Ribuan kasus tersebut berhasil diungkap berkat kolaborasi antara Bareskrim, Polda, dan jajaran Satres Narkoba di tingkat daerah.
“Pemberantasan dan pencegahan narkoba harus dilakukan terus-menerus. Pak Kapolri sudah menegaskan, perang melawan narkoba dari hulu ke hilir tidak boleh berhenti,” ujar Syahar di Gedung Bareskrim Polri, Rabu (22/10).
Syahardiantono menjelaskan, Polri menempuh pendekatan komprehensif dan simultan dalam penanganan narkotika. Selain penegakan hukum terhadap sindikat, Polri juga memperkuat upaya pencegahan dan rehabilitasi bagi korban penyalahgunaan.

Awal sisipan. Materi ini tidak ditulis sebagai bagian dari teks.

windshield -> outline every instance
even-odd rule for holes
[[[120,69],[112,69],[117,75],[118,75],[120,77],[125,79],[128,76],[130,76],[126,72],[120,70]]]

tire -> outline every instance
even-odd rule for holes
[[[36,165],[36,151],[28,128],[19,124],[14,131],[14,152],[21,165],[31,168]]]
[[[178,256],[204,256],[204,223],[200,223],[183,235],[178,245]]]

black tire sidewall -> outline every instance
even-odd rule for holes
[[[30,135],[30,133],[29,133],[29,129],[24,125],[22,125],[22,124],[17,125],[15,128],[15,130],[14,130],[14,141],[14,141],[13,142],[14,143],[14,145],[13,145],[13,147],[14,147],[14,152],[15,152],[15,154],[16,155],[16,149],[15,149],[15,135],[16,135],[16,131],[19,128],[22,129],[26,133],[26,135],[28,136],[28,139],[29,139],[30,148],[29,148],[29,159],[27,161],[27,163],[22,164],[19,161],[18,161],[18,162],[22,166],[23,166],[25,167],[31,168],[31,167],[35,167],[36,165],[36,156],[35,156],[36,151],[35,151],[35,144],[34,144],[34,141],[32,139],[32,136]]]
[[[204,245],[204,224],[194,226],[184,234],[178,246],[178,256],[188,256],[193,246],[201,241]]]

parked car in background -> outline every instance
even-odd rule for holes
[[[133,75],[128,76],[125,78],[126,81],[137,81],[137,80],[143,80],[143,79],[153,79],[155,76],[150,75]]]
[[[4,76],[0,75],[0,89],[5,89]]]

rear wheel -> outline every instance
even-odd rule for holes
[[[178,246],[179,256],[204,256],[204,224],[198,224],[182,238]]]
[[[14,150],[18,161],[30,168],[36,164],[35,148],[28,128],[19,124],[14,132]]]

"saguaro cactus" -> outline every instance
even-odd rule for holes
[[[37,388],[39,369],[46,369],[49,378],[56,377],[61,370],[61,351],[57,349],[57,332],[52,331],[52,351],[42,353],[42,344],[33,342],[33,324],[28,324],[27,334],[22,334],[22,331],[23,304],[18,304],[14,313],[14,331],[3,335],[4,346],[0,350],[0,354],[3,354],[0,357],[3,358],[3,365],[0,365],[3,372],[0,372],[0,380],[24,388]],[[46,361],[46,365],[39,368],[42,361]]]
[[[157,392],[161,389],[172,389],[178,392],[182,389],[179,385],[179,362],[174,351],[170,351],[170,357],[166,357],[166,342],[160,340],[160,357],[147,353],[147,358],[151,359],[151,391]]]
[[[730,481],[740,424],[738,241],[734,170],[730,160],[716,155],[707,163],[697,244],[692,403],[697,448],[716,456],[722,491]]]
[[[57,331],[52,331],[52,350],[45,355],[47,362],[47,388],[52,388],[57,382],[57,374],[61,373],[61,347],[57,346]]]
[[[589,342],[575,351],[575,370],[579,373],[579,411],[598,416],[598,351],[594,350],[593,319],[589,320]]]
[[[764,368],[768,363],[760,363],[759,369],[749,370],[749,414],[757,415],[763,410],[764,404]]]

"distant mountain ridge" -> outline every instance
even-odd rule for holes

“Kami tidak hanya menangkap pelaku, tetapi juga berupaya memutus rantai pasokan dan menekan angka permintaan di masyarakat,” jelasnya.
Ia menambahkan bahwa sinergi lintas lembaga, termasuk dengan BNN, Bea Cukai, dan Kemenkumham, menjadi faktor penting dalam mempersempit ruang gerak sindikat narkoba lintas negara.
Mahfud juga menilai langkah Polri sejalan dengan Asta Cita poin ketujuh Presiden Prabowo-Gibran, yang menekankan pentingnya pemberantasan narkoba untuk melindungi generasi penerus bangsa.
“Pemberantasan narkoba bukan hanya soal hukum, tapi soal masa depan generasi. Polri telah menunjukkan keseriusan itu,” ujar Mahfud.
Ia berharap Polri terus menjaga momentum dan memperkuat sistem pencegahan agar Indonesia benar-benar terbebas dari ancaman peredaran gelap narkotika. “Saya yakin, dengan kerja keras dan disiplin yang terjaga, Polri mampu menjaga komitmen besar ini,” pungkasnya.